The Boys buried Butcher next to Becca. Hughie’s eulogy: Billy made the world safer, and he’s probably in hell right now kicking the shit out of the devil. His headstone reads: Oi, Fuck Off, You Cunts.
Who Made It Out — And Where They Ended Up
The finale’s epilogue is set to Billy Joel’s “Piano Man” and earns every second of it. M.M. remarries Monique and takes Ryan in as his own son. Kimiko adopts a rescue dog and moves to Marseille, France — the city where Frenchie grew up — finally finding some peace, a madeleine and some silence. Sage, having lost her genius-level IQ to Kimiko’s blast, declared she was going to Harry Potter World in Orlando. Sister Sage, going out on her own terms, sort of.
Hughie turned down an offer from newly-elected President Robert Singer to lead the Bureau of Supe Affairs. He and Annie are running Campbell Audio & Visual — a callback to the job he had when A-Train killed Robin in the very first episode. Annie is pregnant. They’re naming the baby Robin.

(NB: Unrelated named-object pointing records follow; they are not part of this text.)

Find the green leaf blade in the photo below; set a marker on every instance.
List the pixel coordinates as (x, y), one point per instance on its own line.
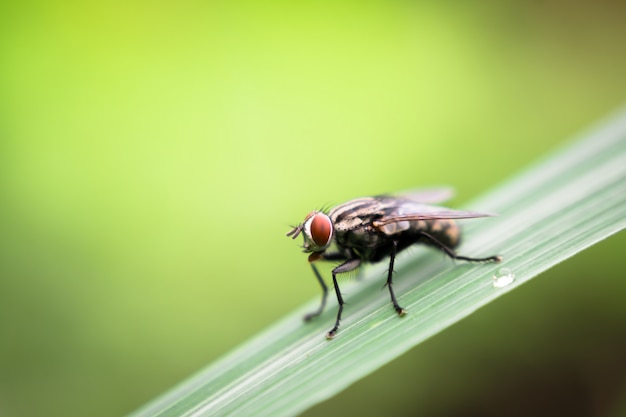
(562, 205)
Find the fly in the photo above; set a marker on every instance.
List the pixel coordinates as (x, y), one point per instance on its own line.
(371, 229)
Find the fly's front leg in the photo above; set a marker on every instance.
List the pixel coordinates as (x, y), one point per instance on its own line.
(347, 266)
(327, 257)
(324, 296)
(401, 311)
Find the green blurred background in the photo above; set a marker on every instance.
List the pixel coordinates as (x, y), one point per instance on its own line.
(153, 154)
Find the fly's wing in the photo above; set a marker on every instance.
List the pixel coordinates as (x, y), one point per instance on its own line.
(428, 195)
(407, 211)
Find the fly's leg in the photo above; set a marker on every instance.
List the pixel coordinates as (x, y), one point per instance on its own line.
(333, 256)
(347, 266)
(324, 296)
(401, 311)
(452, 254)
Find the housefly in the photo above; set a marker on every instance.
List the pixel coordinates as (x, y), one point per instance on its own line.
(371, 229)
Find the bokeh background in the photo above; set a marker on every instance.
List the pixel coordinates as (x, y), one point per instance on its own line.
(153, 154)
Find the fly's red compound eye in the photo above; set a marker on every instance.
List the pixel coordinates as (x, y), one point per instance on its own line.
(321, 229)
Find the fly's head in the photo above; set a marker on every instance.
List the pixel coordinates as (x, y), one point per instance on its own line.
(317, 230)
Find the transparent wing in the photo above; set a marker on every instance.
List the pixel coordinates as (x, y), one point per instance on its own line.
(409, 211)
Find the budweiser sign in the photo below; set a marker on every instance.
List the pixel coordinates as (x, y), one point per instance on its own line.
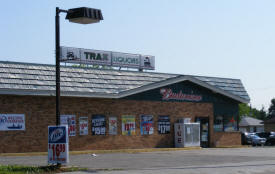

There’s no post-credits scene setting up a spinoff or teasing the upcoming Vought Rising prequel, which stars Jensen Ackles as Soldier Boy and is expected in 2027. Instead, the finale closes on behind-the-scenes photos of the cast and crew over the years, Flogging Molly playing underneath. It’s a goodbye to the people who made it, not a trailer for what comes next — and that restraint is exactly right.
Soldier Boy himself, last seen being put back on ice by Homelander in the penultimate episode, doesn’t appear in the finale at all. His fate remains technically unresolved, though Ackles told Entertainment Tonight that his journey in this universe is far from over: “It’s like saying goodbye to The Boys, but I’m also doing the prequel to it, so it’s like my journey hasn’t necessarily come to an end.”
As for the last image of The Boys itself: Annie flying off to answer a distress call, Hughie watching her from the sidewalk outside their store, smiling. Seven years of chaos, blood, and grief, and they still found their way back to each other. That’s the show’s final word — not nihilism, not a twist, just two people who survived something impossible, starting over.